Several companies in the United States sell video or Web-based decision-aid and information videos for endoscopy, although few are pediatric focused. Milwaukee Children’s Hospital recently published an informative video regarding pediatric endoscopy, but it has not been studied specifically as a decision aid for obtaining consent. One commercial video by Epic Systems Inc has been studied and has been shown to improve consent attainment as based on understanding the risks, benefits, alternatives, indications, and methods using the Consent-20 instrument.
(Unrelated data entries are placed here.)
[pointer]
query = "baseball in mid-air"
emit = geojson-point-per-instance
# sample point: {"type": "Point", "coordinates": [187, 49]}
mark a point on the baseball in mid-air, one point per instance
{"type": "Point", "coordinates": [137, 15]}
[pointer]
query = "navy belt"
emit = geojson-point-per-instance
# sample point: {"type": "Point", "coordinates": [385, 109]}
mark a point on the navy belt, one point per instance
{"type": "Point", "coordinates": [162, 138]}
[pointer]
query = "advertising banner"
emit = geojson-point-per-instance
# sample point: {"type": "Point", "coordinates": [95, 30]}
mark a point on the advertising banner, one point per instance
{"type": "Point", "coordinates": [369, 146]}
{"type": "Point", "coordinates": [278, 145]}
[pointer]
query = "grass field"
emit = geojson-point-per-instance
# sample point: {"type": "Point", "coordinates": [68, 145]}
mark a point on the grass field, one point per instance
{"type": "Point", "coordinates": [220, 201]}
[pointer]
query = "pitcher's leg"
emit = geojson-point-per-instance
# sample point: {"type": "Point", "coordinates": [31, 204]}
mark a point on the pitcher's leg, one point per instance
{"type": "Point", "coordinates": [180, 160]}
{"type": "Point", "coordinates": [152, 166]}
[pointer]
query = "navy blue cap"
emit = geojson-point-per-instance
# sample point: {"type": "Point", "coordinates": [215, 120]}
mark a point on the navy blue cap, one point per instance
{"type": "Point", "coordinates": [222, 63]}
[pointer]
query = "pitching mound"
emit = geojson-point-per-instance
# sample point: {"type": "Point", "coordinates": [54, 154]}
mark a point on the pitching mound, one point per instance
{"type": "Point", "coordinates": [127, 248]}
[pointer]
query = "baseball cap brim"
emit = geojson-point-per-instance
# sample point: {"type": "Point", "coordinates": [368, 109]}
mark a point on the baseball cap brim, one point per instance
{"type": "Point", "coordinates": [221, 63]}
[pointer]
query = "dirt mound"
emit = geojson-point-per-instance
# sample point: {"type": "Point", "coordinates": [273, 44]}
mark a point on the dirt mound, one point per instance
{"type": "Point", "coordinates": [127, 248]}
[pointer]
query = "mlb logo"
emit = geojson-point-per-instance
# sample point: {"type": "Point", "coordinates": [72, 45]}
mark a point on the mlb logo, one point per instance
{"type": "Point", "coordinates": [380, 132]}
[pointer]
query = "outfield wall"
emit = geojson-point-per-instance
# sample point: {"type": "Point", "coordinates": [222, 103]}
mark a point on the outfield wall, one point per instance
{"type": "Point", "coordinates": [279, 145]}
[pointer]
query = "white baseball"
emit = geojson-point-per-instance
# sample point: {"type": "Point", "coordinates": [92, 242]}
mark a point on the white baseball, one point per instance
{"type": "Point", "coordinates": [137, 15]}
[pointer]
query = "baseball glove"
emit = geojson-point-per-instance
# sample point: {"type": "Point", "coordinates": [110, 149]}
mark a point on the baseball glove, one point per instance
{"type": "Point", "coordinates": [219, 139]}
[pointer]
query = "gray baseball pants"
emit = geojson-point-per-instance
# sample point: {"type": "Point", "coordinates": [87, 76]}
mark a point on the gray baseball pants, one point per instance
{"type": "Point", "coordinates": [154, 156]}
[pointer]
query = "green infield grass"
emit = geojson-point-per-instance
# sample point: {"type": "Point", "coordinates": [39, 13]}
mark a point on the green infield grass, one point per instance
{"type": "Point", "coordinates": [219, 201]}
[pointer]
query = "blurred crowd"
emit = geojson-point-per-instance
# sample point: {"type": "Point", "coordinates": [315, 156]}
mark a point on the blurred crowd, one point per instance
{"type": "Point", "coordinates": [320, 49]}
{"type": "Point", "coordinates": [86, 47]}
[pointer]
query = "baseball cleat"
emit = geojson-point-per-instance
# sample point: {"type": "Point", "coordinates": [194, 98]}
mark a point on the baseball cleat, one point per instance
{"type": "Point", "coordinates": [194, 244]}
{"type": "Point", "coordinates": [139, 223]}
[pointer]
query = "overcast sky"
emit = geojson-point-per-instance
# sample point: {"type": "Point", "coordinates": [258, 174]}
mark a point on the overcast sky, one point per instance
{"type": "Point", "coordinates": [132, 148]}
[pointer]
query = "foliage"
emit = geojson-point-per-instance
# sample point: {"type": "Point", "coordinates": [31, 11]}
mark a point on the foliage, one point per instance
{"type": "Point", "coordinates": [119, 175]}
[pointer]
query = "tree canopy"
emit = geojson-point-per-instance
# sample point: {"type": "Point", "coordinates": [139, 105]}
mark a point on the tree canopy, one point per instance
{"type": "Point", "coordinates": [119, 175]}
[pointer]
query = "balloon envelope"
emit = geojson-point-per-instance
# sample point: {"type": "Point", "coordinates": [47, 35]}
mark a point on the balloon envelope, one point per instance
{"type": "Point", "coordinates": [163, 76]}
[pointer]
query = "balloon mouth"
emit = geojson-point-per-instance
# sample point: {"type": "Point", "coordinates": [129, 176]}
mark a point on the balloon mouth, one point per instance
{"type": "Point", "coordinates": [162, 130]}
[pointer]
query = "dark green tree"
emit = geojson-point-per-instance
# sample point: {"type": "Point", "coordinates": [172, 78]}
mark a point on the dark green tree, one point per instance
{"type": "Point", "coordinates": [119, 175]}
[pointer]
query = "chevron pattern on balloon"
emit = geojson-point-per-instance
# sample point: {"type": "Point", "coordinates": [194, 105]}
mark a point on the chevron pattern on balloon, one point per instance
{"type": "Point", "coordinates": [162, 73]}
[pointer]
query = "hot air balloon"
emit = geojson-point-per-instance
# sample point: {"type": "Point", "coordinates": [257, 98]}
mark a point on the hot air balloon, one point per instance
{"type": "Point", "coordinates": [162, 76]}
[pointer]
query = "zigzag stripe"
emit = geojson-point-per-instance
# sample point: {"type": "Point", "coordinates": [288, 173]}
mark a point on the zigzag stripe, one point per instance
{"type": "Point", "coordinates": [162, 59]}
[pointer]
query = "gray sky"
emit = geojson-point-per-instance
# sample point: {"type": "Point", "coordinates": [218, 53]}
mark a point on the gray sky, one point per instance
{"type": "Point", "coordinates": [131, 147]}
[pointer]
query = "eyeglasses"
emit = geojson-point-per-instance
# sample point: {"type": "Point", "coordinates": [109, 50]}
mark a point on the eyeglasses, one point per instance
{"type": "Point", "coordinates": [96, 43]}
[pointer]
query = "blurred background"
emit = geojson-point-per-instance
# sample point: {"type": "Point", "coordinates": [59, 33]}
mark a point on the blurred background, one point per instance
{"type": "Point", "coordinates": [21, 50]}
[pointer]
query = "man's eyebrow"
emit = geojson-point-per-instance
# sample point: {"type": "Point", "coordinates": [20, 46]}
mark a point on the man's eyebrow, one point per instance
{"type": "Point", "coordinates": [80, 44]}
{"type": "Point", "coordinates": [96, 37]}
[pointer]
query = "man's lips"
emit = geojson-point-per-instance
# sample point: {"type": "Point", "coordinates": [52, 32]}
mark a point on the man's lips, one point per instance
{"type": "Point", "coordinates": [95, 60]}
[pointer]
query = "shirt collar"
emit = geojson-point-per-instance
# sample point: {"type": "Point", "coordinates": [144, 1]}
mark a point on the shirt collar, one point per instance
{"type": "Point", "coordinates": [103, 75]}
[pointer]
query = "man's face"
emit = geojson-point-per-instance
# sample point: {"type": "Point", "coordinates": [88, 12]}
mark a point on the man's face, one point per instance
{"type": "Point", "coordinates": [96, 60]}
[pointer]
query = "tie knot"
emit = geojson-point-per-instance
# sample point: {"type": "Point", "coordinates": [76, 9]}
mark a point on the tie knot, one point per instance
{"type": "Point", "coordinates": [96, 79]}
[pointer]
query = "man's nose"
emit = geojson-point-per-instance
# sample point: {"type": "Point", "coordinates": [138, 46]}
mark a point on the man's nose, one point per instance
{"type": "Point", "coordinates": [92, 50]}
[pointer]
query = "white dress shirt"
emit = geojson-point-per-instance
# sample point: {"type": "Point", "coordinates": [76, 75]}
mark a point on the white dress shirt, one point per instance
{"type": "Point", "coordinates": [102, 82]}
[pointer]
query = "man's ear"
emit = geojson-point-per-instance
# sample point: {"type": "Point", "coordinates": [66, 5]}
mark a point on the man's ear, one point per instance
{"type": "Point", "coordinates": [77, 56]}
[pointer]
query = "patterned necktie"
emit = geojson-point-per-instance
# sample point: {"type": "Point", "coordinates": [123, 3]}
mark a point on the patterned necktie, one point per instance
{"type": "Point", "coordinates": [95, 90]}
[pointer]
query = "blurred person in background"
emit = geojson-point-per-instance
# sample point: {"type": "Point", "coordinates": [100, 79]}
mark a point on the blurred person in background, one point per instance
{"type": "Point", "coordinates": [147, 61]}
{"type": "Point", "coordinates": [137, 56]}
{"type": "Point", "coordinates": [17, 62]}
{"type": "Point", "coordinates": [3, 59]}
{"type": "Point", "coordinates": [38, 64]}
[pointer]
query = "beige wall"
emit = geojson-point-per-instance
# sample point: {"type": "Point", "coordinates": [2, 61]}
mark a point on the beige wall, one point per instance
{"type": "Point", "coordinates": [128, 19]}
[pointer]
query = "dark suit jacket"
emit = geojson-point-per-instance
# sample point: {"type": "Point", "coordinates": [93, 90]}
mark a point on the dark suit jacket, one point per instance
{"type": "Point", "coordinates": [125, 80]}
Expertise in the Procedure
In order to obtain consent and provide information transfer to families, technical and nontechnical expertise in the procedure being performed is necessary. Individuals obtaining consent should also be familiar with their own expertise, and be able to provide personal information about general past procedural numbers, and their experience with complications if asked by the consenter. This recommendation may present challenges in training environments, in which fellows are learning to engage in procedural consent. In that there is yet to be a method of consent that has shows significant and complete success, it is important to recognize that teaching consent is difficult. Further research is needed to improve education around the process of consenting for pediatric endoscopy.
Individuals obtaining consent and performing transfer of information must also be familiar with both general and unique components of each procedure, including potential outcomes and risks, of various types and categories of pediatric gastrointestinal procedure. Because of a paucity of data on the specific outcomes in pediatric procedures, some of this information is anecdotal and vague. The Endoscopy and Procedure Committee of the North American Society of Pediatric Gastroenterology, Hepatology and Nutrition (NASPGHAN) is currently working on an agenda to better populate information about risks in pediatric procedures. With this agenda ongoing, even the best data are limited by the experience of each endoscopist and should be interpreted with caution. For example, a single-center risk of perforation quoted at 1:10,000 for diagnostic endoscopy may vary by endoscopist and by risk profile of the patient selection (ie, disease process or comorbidity). One physician may have a complication rate of 1:5000, whereas another may be 1:15,000. In addition, the nature and type of procedure may augment risk, as discussed later.